AI Risk Management: The Myth of the “AI Risk Owner”

by John Jenkins

March 17, 2026

This recent Crowe LLP blog says that companies engaged in an effort to tag a single “AI risk owner” are engaged in a fool’s errand.  Instead, an effective approach to AI governance needs to recognize that AI systems are built and used cross-functionally, and their risks should be managed cross-functionally as well.  In this environment, “shared accountability” needs to be more than a slogan, and this excerpt from the blog offers some specific suggestions on that tactics companies can use to achieve shared accountability in practice:

– Build an AI governance RACI [Responsible. Accountable. Consulted. Informed.] matrix. Clearly assign who is responsible, accountable, consulted, and informed for each category of AI risk, such as fairness, explainability, robustness, privacy, and security. If risk crosses a team boundary, assign the handoff.

– Use ISO/IEC 42001 to guide role assignments, including model governance and operational accountability. Make compliance provable with documented approvals, testing evidence, and monitoring records.

– Assign AI stewards in business units to own day-to-day accountability, not just escalation paths. Make stewardship real: approve use cases, enforce guardrails, and own outcomes.

– Form a cross-functional AI risk working group with quarterly risk reviews, clear authority to intervene when controls fail, and incident response plans. Define intervention up front and enforce it. Pause deployment, restrict use cases, require remediation, or pull a system from production.
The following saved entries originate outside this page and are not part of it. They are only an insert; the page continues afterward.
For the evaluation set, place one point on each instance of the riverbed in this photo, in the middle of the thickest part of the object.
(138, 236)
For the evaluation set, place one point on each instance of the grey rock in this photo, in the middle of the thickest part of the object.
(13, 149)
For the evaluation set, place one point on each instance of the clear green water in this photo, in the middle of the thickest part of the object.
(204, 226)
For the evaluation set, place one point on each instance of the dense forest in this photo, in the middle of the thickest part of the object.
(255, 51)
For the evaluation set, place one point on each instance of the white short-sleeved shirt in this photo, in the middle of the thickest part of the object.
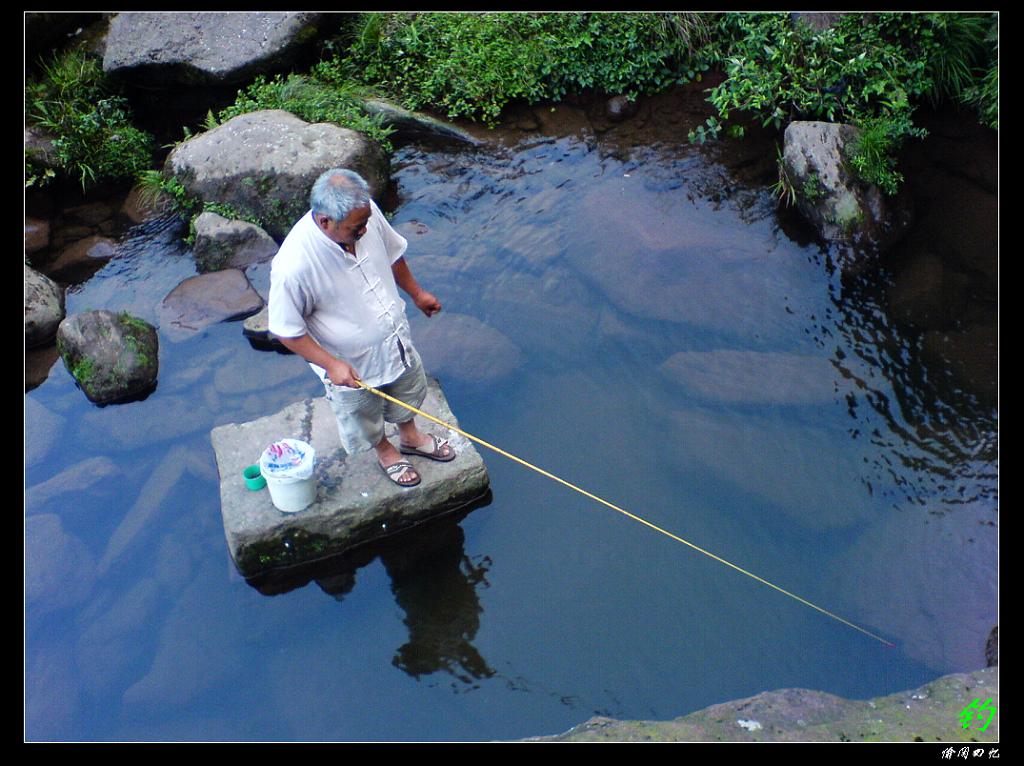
(349, 304)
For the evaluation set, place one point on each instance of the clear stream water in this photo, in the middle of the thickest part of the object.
(627, 311)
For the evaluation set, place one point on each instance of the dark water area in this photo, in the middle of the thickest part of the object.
(630, 312)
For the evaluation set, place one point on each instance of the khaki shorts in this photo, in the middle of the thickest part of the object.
(361, 415)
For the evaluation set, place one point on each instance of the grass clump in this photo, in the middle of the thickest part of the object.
(93, 137)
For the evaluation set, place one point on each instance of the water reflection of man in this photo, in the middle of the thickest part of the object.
(334, 301)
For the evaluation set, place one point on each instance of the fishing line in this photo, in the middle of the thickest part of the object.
(623, 511)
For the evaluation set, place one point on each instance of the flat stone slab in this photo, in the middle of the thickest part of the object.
(355, 502)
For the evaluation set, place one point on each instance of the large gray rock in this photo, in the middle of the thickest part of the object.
(355, 502)
(111, 355)
(264, 164)
(44, 307)
(228, 244)
(205, 47)
(200, 301)
(840, 207)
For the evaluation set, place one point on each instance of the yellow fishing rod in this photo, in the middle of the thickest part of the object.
(623, 511)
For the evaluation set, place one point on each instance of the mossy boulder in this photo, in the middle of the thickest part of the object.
(263, 164)
(840, 207)
(113, 356)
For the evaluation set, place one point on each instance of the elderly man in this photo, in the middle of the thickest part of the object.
(334, 301)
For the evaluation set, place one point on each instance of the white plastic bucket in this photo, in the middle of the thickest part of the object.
(291, 495)
(288, 467)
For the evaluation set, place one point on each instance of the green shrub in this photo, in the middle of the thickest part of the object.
(472, 65)
(870, 70)
(93, 137)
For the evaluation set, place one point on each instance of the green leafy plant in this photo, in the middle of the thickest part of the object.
(473, 65)
(870, 70)
(93, 137)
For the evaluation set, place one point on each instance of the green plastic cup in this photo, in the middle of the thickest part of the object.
(254, 479)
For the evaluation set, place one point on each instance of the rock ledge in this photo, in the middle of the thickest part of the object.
(355, 502)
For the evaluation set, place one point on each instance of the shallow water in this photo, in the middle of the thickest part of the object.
(630, 315)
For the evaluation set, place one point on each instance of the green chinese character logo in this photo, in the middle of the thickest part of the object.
(977, 711)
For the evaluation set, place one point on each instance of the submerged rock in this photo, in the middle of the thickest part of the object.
(200, 301)
(992, 648)
(44, 307)
(264, 163)
(228, 244)
(355, 502)
(81, 259)
(112, 356)
(37, 235)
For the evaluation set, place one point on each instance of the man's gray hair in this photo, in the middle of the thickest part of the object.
(337, 193)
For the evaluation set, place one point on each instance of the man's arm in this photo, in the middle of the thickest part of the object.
(425, 301)
(339, 371)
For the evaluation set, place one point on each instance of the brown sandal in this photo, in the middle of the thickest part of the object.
(435, 453)
(396, 470)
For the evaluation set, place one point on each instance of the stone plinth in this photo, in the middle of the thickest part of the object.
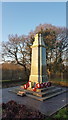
(38, 63)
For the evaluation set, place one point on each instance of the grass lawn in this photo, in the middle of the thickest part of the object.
(60, 82)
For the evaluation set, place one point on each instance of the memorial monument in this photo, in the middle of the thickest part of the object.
(38, 86)
(38, 63)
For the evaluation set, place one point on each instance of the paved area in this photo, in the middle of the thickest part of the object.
(47, 107)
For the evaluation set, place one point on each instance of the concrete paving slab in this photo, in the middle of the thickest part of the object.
(47, 107)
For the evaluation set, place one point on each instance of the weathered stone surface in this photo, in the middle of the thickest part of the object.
(38, 64)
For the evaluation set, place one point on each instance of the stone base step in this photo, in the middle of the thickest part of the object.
(47, 97)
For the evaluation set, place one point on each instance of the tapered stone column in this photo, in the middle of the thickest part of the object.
(38, 63)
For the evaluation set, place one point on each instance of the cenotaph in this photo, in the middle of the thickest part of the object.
(38, 86)
(38, 63)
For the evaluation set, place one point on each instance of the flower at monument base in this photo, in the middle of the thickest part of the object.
(42, 85)
(25, 86)
(29, 83)
(34, 89)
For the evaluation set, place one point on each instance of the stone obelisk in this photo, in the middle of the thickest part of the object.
(38, 63)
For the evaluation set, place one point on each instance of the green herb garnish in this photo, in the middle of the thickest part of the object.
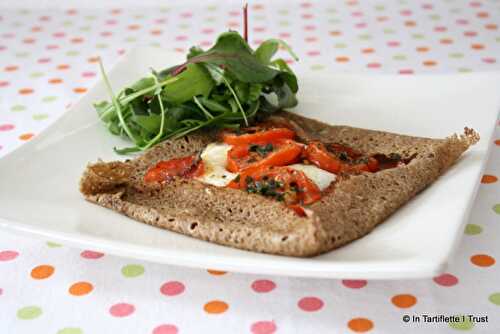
(228, 86)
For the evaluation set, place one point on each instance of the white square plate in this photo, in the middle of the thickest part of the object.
(39, 182)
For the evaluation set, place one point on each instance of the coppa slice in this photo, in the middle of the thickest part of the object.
(253, 222)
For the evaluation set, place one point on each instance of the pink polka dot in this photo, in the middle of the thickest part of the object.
(263, 327)
(172, 288)
(166, 329)
(6, 127)
(354, 284)
(121, 310)
(263, 285)
(310, 304)
(446, 280)
(489, 60)
(91, 255)
(8, 255)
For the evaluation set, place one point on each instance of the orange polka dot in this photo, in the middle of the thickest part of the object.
(80, 90)
(11, 68)
(404, 300)
(55, 81)
(216, 272)
(489, 179)
(80, 288)
(482, 260)
(216, 307)
(422, 49)
(342, 59)
(26, 136)
(446, 41)
(43, 271)
(26, 91)
(360, 325)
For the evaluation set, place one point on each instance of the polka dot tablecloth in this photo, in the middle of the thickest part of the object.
(48, 60)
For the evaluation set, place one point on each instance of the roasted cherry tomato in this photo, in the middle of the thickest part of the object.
(165, 171)
(257, 135)
(279, 152)
(298, 210)
(318, 155)
(283, 183)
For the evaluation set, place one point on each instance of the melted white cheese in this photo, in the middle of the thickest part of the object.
(320, 177)
(214, 159)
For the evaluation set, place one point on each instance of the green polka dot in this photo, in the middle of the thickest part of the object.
(399, 57)
(35, 75)
(317, 67)
(473, 229)
(29, 312)
(463, 325)
(365, 37)
(40, 117)
(456, 55)
(48, 99)
(22, 54)
(17, 108)
(132, 270)
(70, 330)
(53, 244)
(495, 298)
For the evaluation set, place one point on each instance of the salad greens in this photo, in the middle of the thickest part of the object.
(228, 86)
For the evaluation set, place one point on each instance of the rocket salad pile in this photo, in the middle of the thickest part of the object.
(228, 86)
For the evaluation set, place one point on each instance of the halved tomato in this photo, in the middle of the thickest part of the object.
(165, 171)
(257, 135)
(284, 183)
(279, 152)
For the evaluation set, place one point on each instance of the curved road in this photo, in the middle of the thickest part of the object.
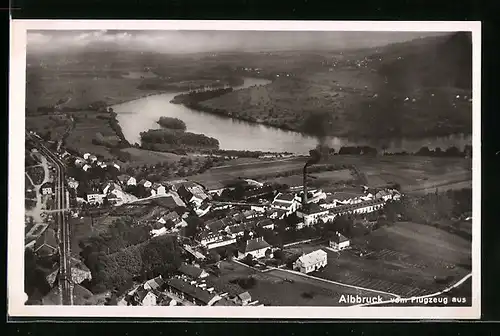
(65, 281)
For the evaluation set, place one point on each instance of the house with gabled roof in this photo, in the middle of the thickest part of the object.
(158, 188)
(203, 209)
(266, 223)
(311, 262)
(46, 245)
(145, 183)
(256, 247)
(127, 180)
(193, 292)
(157, 283)
(312, 214)
(144, 297)
(339, 242)
(286, 202)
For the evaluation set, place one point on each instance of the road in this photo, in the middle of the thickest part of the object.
(65, 281)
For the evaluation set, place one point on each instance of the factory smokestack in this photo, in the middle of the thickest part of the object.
(314, 157)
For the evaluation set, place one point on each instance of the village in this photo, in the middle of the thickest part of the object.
(232, 230)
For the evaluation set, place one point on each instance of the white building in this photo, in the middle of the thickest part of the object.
(286, 202)
(311, 262)
(145, 183)
(339, 242)
(127, 180)
(158, 189)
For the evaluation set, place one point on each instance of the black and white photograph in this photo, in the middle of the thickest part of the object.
(244, 169)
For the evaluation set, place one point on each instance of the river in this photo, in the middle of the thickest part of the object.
(142, 114)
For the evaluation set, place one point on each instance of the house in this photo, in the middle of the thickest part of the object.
(225, 302)
(159, 189)
(216, 225)
(384, 195)
(46, 245)
(127, 180)
(339, 242)
(155, 284)
(145, 183)
(311, 262)
(313, 196)
(287, 202)
(357, 208)
(256, 247)
(174, 218)
(144, 297)
(192, 292)
(111, 187)
(277, 214)
(237, 230)
(243, 299)
(203, 209)
(266, 224)
(94, 198)
(259, 192)
(192, 272)
(250, 214)
(312, 214)
(214, 240)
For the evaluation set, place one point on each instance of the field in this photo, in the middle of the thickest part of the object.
(355, 91)
(272, 289)
(140, 157)
(405, 259)
(90, 125)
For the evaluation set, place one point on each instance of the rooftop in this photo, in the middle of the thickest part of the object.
(313, 257)
(190, 270)
(339, 238)
(288, 197)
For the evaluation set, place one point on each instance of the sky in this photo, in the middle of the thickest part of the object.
(211, 41)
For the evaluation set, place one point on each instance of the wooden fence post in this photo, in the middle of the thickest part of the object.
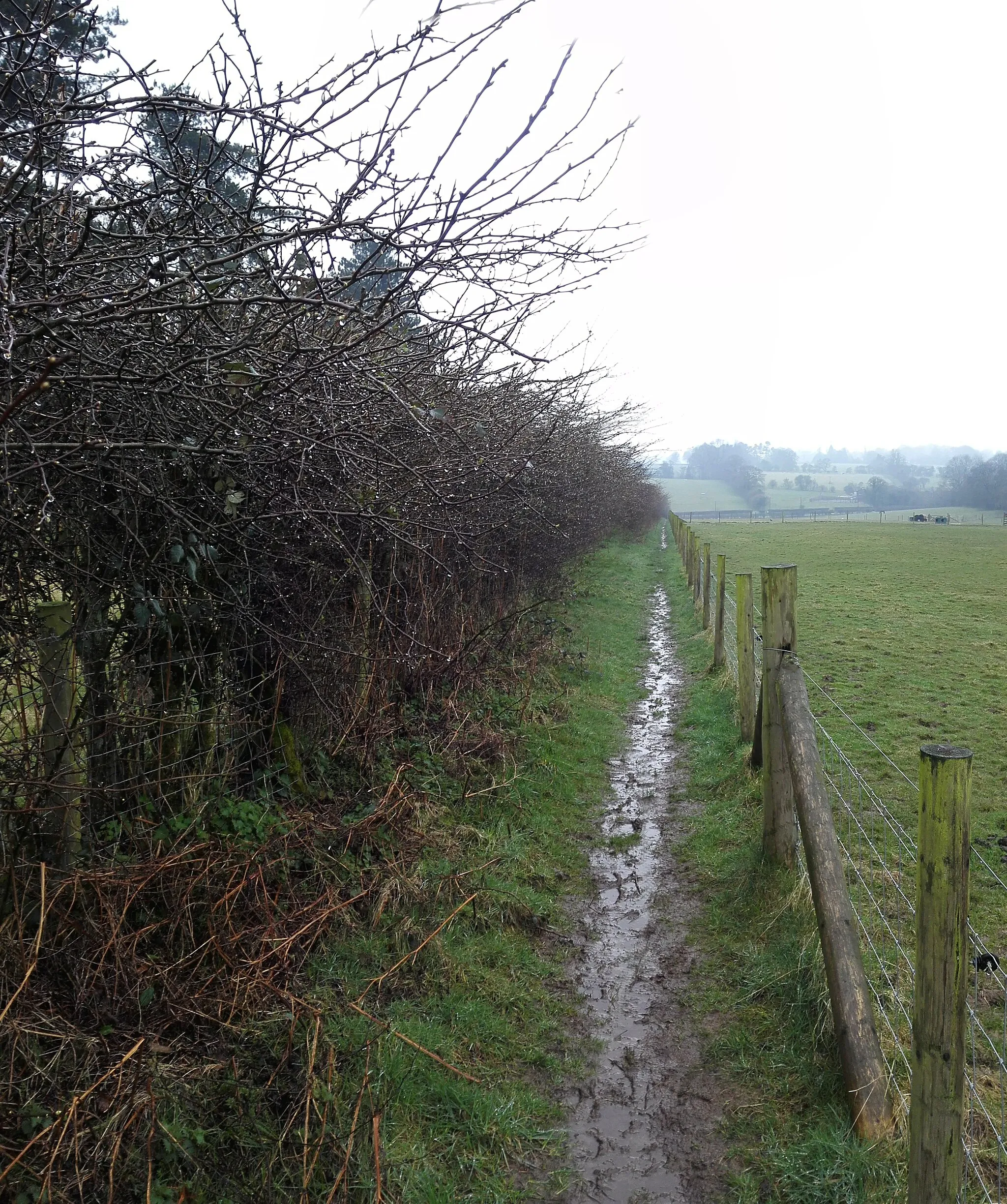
(938, 1091)
(706, 587)
(854, 1018)
(746, 655)
(60, 828)
(718, 613)
(780, 636)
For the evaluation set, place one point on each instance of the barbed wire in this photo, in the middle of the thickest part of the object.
(881, 864)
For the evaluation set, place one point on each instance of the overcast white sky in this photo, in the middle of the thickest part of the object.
(823, 189)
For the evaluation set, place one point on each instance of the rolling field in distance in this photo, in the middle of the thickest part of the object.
(708, 495)
(701, 495)
(904, 625)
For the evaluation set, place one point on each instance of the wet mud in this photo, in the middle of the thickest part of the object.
(645, 1126)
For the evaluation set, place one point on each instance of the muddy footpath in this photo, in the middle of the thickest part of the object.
(645, 1126)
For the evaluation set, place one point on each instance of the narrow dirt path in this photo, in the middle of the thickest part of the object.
(645, 1129)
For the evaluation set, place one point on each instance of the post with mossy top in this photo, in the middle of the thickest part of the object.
(854, 1018)
(780, 636)
(941, 984)
(718, 612)
(706, 587)
(746, 655)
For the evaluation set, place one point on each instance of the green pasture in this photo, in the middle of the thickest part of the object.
(904, 625)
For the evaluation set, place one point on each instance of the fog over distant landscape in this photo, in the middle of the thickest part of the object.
(763, 477)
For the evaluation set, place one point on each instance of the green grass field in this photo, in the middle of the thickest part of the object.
(708, 495)
(904, 625)
(701, 495)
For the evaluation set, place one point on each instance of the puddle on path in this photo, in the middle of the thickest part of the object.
(645, 1127)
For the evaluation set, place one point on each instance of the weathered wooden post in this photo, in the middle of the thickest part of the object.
(718, 613)
(746, 654)
(60, 825)
(938, 1091)
(780, 636)
(854, 1018)
(706, 587)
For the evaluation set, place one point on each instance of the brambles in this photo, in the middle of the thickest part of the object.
(273, 448)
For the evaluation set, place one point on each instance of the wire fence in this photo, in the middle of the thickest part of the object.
(881, 869)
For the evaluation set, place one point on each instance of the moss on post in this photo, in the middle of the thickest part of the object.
(938, 1092)
(59, 829)
(780, 636)
(706, 587)
(718, 612)
(746, 655)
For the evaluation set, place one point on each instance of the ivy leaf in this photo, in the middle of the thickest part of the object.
(233, 501)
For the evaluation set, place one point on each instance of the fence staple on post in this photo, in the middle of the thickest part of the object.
(863, 1063)
(941, 983)
(718, 612)
(780, 831)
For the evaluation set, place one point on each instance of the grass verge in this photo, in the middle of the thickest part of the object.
(763, 974)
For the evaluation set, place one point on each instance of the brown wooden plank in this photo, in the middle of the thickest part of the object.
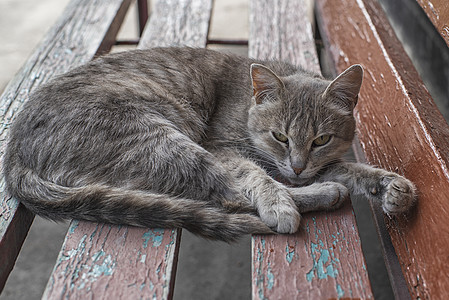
(324, 259)
(115, 262)
(62, 48)
(400, 129)
(438, 13)
(104, 261)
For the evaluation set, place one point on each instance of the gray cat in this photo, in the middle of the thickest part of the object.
(192, 138)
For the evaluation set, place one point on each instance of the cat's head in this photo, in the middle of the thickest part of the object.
(303, 122)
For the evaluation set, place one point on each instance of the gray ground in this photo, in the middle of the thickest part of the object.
(206, 270)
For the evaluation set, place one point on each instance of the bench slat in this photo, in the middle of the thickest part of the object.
(438, 13)
(400, 129)
(118, 261)
(324, 259)
(62, 48)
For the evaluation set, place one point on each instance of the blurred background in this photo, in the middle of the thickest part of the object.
(223, 270)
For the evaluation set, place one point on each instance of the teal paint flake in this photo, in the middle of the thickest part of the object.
(155, 235)
(143, 258)
(96, 256)
(270, 278)
(323, 263)
(340, 292)
(290, 253)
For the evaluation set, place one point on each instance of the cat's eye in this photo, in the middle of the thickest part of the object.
(321, 140)
(280, 137)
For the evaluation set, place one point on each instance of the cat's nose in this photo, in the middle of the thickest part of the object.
(297, 170)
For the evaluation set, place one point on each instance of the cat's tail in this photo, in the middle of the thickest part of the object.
(137, 208)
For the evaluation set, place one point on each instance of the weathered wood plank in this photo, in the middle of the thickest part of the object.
(114, 262)
(105, 261)
(324, 259)
(438, 13)
(178, 23)
(73, 40)
(400, 129)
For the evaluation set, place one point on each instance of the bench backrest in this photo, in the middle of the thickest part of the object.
(72, 41)
(400, 129)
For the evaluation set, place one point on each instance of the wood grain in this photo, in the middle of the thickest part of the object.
(438, 13)
(400, 129)
(74, 39)
(324, 260)
(112, 262)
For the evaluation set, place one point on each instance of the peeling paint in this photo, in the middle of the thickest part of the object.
(323, 263)
(290, 253)
(270, 278)
(340, 291)
(155, 235)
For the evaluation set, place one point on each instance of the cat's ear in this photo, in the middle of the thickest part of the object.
(346, 87)
(265, 83)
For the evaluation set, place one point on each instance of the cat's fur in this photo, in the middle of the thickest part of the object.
(180, 137)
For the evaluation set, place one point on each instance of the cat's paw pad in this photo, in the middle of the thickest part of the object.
(399, 195)
(335, 193)
(282, 216)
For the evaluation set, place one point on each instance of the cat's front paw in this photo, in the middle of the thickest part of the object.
(333, 196)
(399, 194)
(280, 215)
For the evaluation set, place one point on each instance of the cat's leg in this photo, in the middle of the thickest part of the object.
(272, 199)
(396, 193)
(319, 196)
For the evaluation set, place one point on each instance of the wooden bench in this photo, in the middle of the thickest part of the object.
(399, 128)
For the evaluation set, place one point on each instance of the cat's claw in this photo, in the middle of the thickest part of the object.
(399, 195)
(282, 216)
(336, 194)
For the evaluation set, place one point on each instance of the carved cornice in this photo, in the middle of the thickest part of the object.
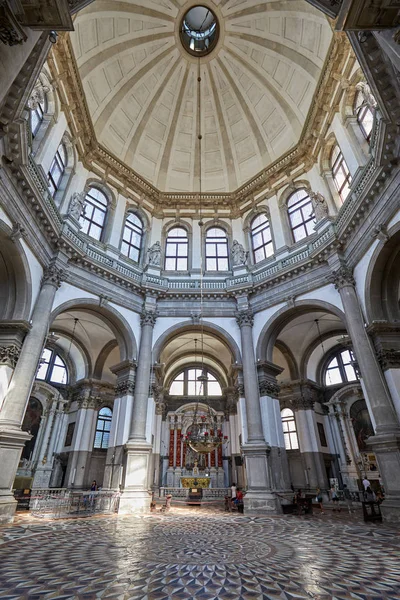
(245, 318)
(124, 388)
(99, 160)
(268, 388)
(9, 355)
(52, 275)
(342, 277)
(148, 317)
(388, 358)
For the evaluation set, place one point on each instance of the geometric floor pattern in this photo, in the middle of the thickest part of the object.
(200, 556)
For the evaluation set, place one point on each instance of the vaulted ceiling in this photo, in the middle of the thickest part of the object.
(256, 86)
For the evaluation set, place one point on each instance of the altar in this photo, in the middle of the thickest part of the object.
(195, 482)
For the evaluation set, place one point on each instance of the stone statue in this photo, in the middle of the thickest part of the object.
(239, 254)
(77, 205)
(365, 90)
(319, 205)
(38, 95)
(154, 255)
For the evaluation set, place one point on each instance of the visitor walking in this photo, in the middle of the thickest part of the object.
(347, 497)
(366, 483)
(233, 493)
(335, 499)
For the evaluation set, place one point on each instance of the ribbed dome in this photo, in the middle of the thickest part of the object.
(257, 86)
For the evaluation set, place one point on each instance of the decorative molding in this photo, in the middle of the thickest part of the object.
(52, 275)
(388, 358)
(148, 317)
(342, 277)
(123, 388)
(268, 388)
(245, 318)
(11, 32)
(9, 355)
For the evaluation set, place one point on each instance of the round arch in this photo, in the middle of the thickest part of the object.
(188, 326)
(270, 331)
(15, 278)
(383, 279)
(117, 323)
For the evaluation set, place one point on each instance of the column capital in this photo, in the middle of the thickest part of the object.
(52, 275)
(148, 317)
(342, 277)
(245, 317)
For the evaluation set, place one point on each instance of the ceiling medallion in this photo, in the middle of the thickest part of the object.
(199, 30)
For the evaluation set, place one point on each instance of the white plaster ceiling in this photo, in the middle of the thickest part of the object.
(257, 86)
Set triggers for intervention (for example, drift thresholds, material errors, and privacy incidents) and name who can act.

– Implement release gates for AI. No gate, no launch.

If no one is empowered to say “stop,” governance is a theater. At the same time, if everyone can say “stop,” governance becomes the ultimate blocker. The point is to decide, in advance, who can stop what and under what conditions.